Telle est la vocation de ce somptueux récit de vie, de force et de lumière, portrait de Jacques Lusseyran (1924-1971) devenu aveugle à 8 ans, l’oeil percé par une branche de lunettes. Un choc qui entraîne la cécité immédiate et solidaire du second oeil.
« On me dit que j’étais aveugle: je n’en fis pas l’expérience. J’étais aveugle pour les autres. Moi, je l’ignorais et l’ai toujours ignoré, sinon par concession envers eux.«
Habité d’une lumière intérieure, d’un « troisième oeil« , soutenu par une maman qui fait de l’éducation de son fils un « sacerdoce », l’enfant va rapidement développer des capacités sensorielles (ouïe, odorat, 6e sens, …) exceptionnelles, cumuler les apprentissages, cultiver l’excellence.
Vient la guerre.
Brimé par les règles discriminatoires du régime pétainiste qui interdit aux handicapés d’intégrer Normal Sup, il s’engage tôt dans la résistance au sein du mouvement des Volontaires de la Liberté. Une liberté dont la privation résonne en lui comme une seconde cécité. Cet engagement lui vaut dénonciation en 1943, emprisonnement à Fresnes et déportation à Buchenwald – au matricule 41.978- dont il ne sort que mi-avril, à la libération du camp par les Américains.
Paradoxalement – ou peut-être logiquement – la réintégration à la vie normale, le recouvrement d’un » statut d’invalide que (…)la Résistance et la déportation avaient réussi à faire disparaître » sèment en lui les germes d’une dépression, d’une insatiabilité existentielles. Il fait montre, envers Jacqueline Pardon, épousée au lendemain de la guerre, d’une possessivité qui frise l’étouffement et se lie bientôt de fascination et d’amitié avec Georges Saint-Bonnet, un gourou énigmatique, leader du Groupe Unitiste. Après Jacqueline, il se marie deux fois encore.
La découverte des Etats-Unis qu’il vit comme une troisième naissance – le deuxième correspondant au choc de la cécité – lui permet d’enseigner enfin et de s’adonner à l’écriture, passion vitale.
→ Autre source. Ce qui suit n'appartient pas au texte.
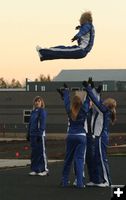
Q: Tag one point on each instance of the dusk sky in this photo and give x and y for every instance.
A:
(27, 23)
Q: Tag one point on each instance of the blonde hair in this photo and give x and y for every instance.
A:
(111, 104)
(75, 107)
(41, 99)
(86, 17)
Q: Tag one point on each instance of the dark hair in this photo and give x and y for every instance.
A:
(86, 17)
(75, 107)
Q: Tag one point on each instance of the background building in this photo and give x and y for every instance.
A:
(16, 104)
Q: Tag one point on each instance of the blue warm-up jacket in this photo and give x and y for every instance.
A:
(76, 126)
(37, 123)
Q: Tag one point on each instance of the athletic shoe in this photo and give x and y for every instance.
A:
(38, 48)
(75, 182)
(32, 173)
(44, 173)
(102, 184)
(90, 184)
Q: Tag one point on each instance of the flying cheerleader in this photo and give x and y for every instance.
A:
(84, 37)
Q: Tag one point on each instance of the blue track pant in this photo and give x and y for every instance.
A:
(90, 153)
(75, 150)
(63, 52)
(101, 167)
(38, 154)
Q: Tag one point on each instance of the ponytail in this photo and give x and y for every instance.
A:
(113, 116)
(75, 107)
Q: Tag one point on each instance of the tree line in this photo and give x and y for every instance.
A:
(17, 84)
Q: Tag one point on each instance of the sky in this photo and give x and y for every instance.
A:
(28, 23)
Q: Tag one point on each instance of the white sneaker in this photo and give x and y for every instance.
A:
(38, 48)
(32, 173)
(45, 173)
(75, 182)
(90, 184)
(102, 184)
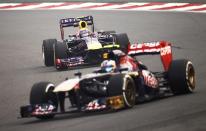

Il constate rapidement que le récit de sa vie intéresse davantage les éditeurs que les fictions qu’il leur propose.
Une vie qui prend fin tragiquement et de façon inexpliquée, le 22 juillet 1971, tandis que Jacques et sa troisième épouse, Marie Berger, se tuent près d’Ancenis (Loire atlantique) dans un accident de voiture.
Laissons à Jérôme Garcin, à sa plume enchanteresse, le mot de la fin:
» Il ne reste pas grand-chose de la vie brève de Jacques Lusseyran, dont la philosophie et l’éthique reposent sur un principe élémentaire: c’est au-dedans que le regard exerce son vrai pouvoir, que le vaste monde se donne à voir et que vivent, en harmonie, se tenant par la main, les vivants et les morts. S’exercer à fermer les yeux est aussi important qu’apprendre à les ouvrir. »
Une lecture recommandée
Apolline Elter
Le voyant, Jérôme Garcin, Ed. Gallimard, janvier 2015, 192 pp
Billet de faveur
AE Claire Lusseyran, une des quatre enfants de Jacques, se consacre à la mémoire de son père. A-t-elle participé peu ou prou à l’élaboration du récit ?
Jérôme Garcin : » Non, Claire Lusseyran n’a pas du tout participé à l’élaboration de mon livre – elle ne l’a d’ailleurs découvert qu’à sa sortie.
En revanche, elle a mis généreusement à ma disposition des photos, des archives (lettres, exemplaires du journal « Défense de la France ») et surtout les manuscrits de son père qui n’ont pas été publiés. »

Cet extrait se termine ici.